Les notaires évoquent par ailleurs « une évolution jurisprudentielle récente sur la contribution aux dépenses de la vie courante qui pourrait avoir des conséquences importantes pour l’époux trop généreux ». En effet, celui-ci contribue plus que ce qui a été convenu entre les époux, il ne peut pas obtenir le remboursement de son surfinancement. Pour éviter le problème, les notaires proposent une contractualisation des charges du mariage, c’est-à-dire encadrer dans le contrat de mariage le périmètre de la contribution aux charges et choisir ce qui relève des charges du mariage ou non.

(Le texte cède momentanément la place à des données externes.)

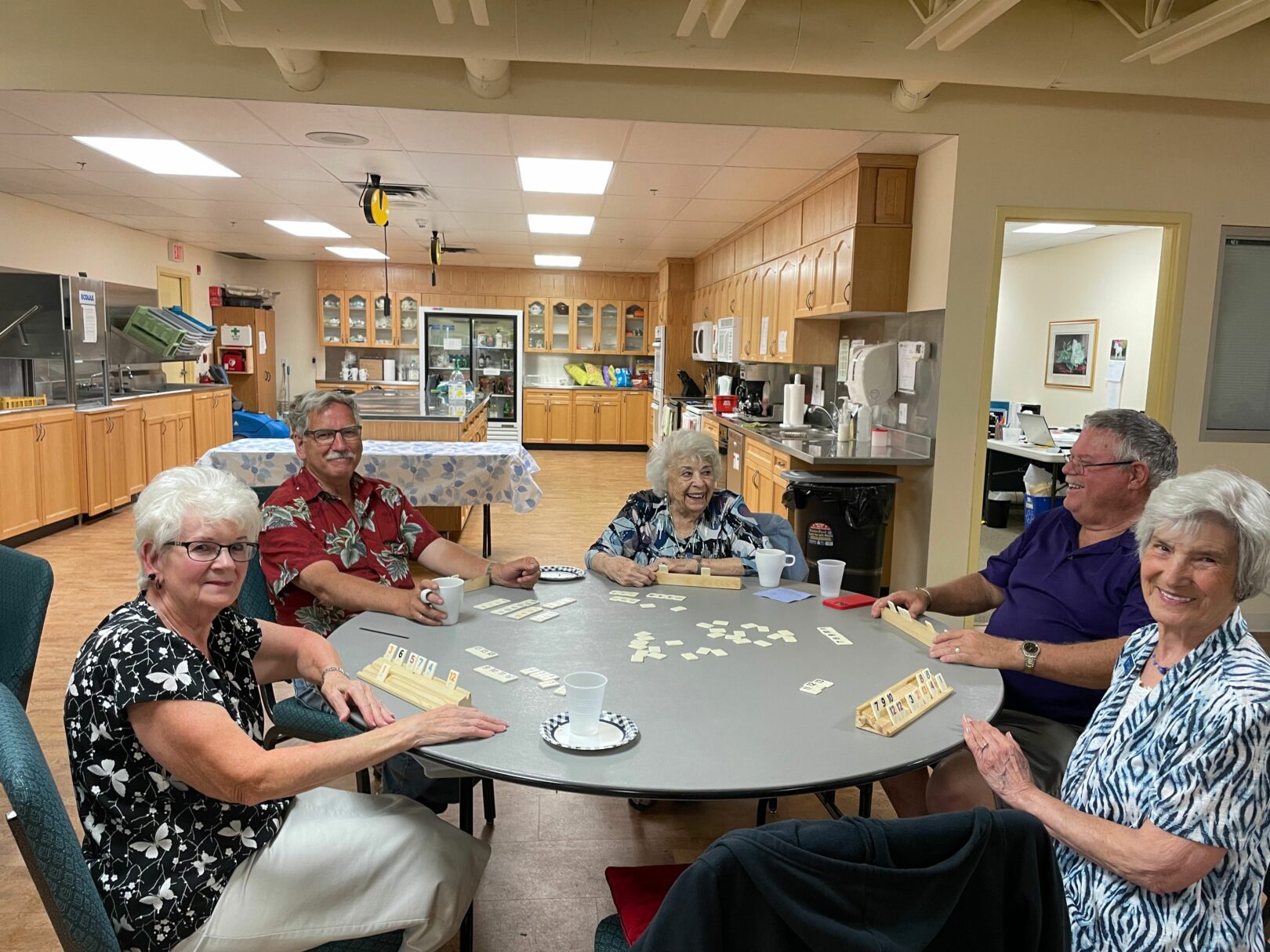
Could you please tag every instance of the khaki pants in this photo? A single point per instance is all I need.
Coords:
(346, 866)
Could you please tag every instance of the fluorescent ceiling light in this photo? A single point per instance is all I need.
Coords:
(307, 229)
(362, 254)
(557, 260)
(561, 223)
(1052, 227)
(163, 157)
(579, 176)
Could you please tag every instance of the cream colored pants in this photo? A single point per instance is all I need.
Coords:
(344, 866)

Une autre proposition concerne enfin la prestation compensatoire, qui est l’une des plus grandes difficultés dans le règlement de certains divorces qui s’éternisent. Les notaires sont pour son maintien, mais il arrive que la désunion rencontre deux contentieux : le divorce en lui-même et un deuxième si le juge n’a pas indiqué le montant de la prestation. Pour éviter cela, ils proposent que, faute d’accord sur le montant, le juge ne pourra se prononcer qu’une fois qu’est jointe la liquidation du régime matrimonial. Pour sécuriser la prestation, les personnes concernées doivent avoir réfléchi à cette liquidation avant de présenter au juge la requête.

 

 



Assouplir la fiducie pour qu’elle trouve son public

En moyenne, les Français héritent au-delà de 50 ans, car l’espérance de vie augmente, et donc les personnes décèdent de plus en plus tard. Les notaires déplorent qu’en conséquence, cette économie reste bloquée sur une génération : « Ceux qui sont en fin de carrière n’ont plus les mêmes besoins et épargnent de plus en plus, tandis que les jeunes générations souffrent d’un manque de pouvoir d’achat. » De leur vivant, les parents peuvent anticiper, mais ceux qui n’ont pas pu ou n’ont pas osé le faire obligent aujourd’hui les héritiers à accepter en totalité ou à refuser la succession au moment du décès des parents. Pourtant, 82 % des Français ne souhaitent pas hériter directement, préférant que cela soit réalisé au profit de leurs enfants. Les notaires proposent de permettre à un héritier d’initier un saut de génération, pour une partie de l’héritage dont il est saisi, au profit de ses descendants s’il en a, ou de ses cohéritiers.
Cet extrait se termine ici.